For the most part the furor over Gov. LePage’s redecorating plans at the Department of Labor has centered on the 36-foot long mural depicting several key moments in Maine’s worker history.

But the governor’s decision to rename department committee rooms currently carrying the monikers of several prominent labor figures is also getting some attention.

Two rooms are named after labor heavyweights, Frances Perkins and Cesar Chavez. Perkins was the labor secretary under President Franklin D. Roosevelt and considered the driving force behind Social Security, unemployment insurance, the right of workers to unionize, the minimum wage and the 40-hour workweek.

Perkins also has ties to Maine.

In a column published Wednesday Robert Reich, the former labor secretary under President Bill Clinton, noted that the federal labor building in Washington D.C. is named after Perkins.
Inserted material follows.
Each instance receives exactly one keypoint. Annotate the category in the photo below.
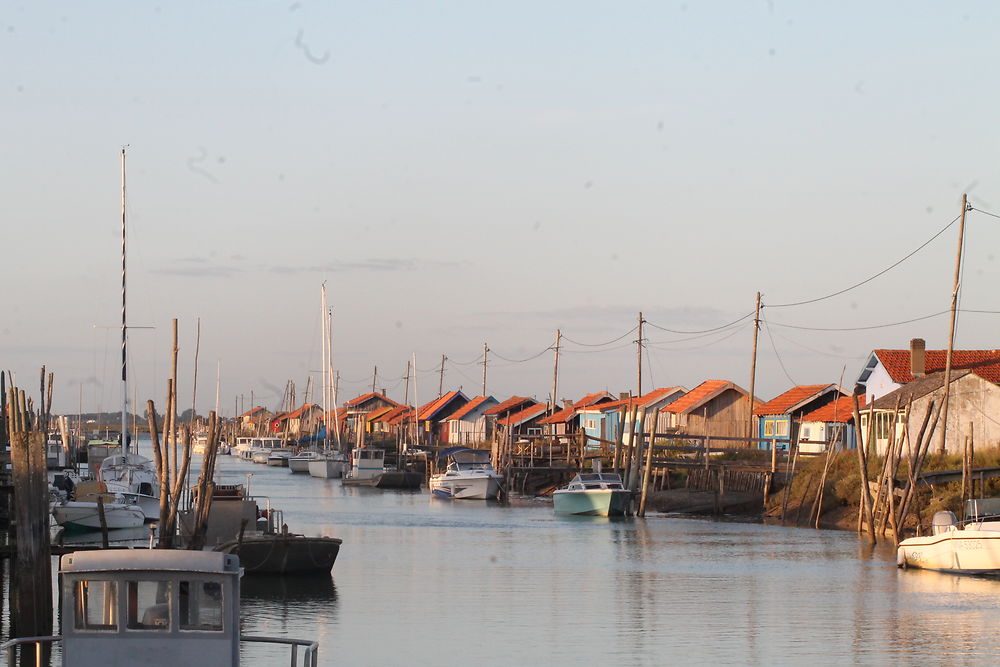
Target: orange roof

There are several other places carrying her namesake, including a public library in Worcester, Mass. and a school in New York.

Chavez is more ubiquitous.

At least 46 K-12 schools in 13 states are named after the farmer turned civil rights and labor activist, according to a few Google searches.

Additionally, at least 11 states have Cesar Chavez streets. The city of Dallas last year added a Cesar Chavez Boulevard, but not before Mayor Tom Leppert resisted the moniker because he wasn’t sure it was right for redevelopment efforts there.

Austin City Hall is located on Cesar Chavez Street, a few blocks from Silicon Labs, Iron Works BBQ, the Four Seasons hotel and the city’s convention center.

There are 11 parks named Cesar Chavez, most in California, along with at least six libraries elsewhere.

There’s also Cesar Chavez, Texas. It’s a town in south Texas.

Back in Maine, some of the other committee rooms in the labor department have a more local flavor.

Marion Martin was the state’s former labor commissioner from 1947 to 1972 and served under eight Republican governors and two Democrats.

William Looney was a Republican state senator from Portland. According to the plaque outside of Looney’s conference room, the lawmaker spearheaded reforms in child labor laws in 1887, including a bill that prohibited workers under 18 from working more than 10-hour days.

Manufacturers opposed the change, but Looney won. He later became the state’s labor chief.

In 1854 Sarah Wilson was a textile worker at Bates Mill No. 1 in Lewiston. According to Wilson’s plaque, she was one of thousands of “mill girls” who traveled from farms and small communities throughout New England and Canada to work in textile mills.

Wilson was among the employees at Bates Mill No. 1 and Lincoln Mill that tried to reduce their workday from 15 hours to 11 hours by staging a walkout in the streets of Lewiston in 1854.

Charles Scontras is a labor historian at the University of Maine. He advised Judy Taylor on the disputed mural. His name is on one of the committee rooms. He’s also the uncle of Dean Scontras, a former Republican congressional candidate.

The Able ME room is named after a program in the labor department, while the Rose Schneiderman Room is named after the labor activist who worked on FDR’s New Deal.

A LePage spokesman has said the governor wants to rename the rooms after “counties and mountains or something.”

The administration is expected to announce the destination of the mural on Friday.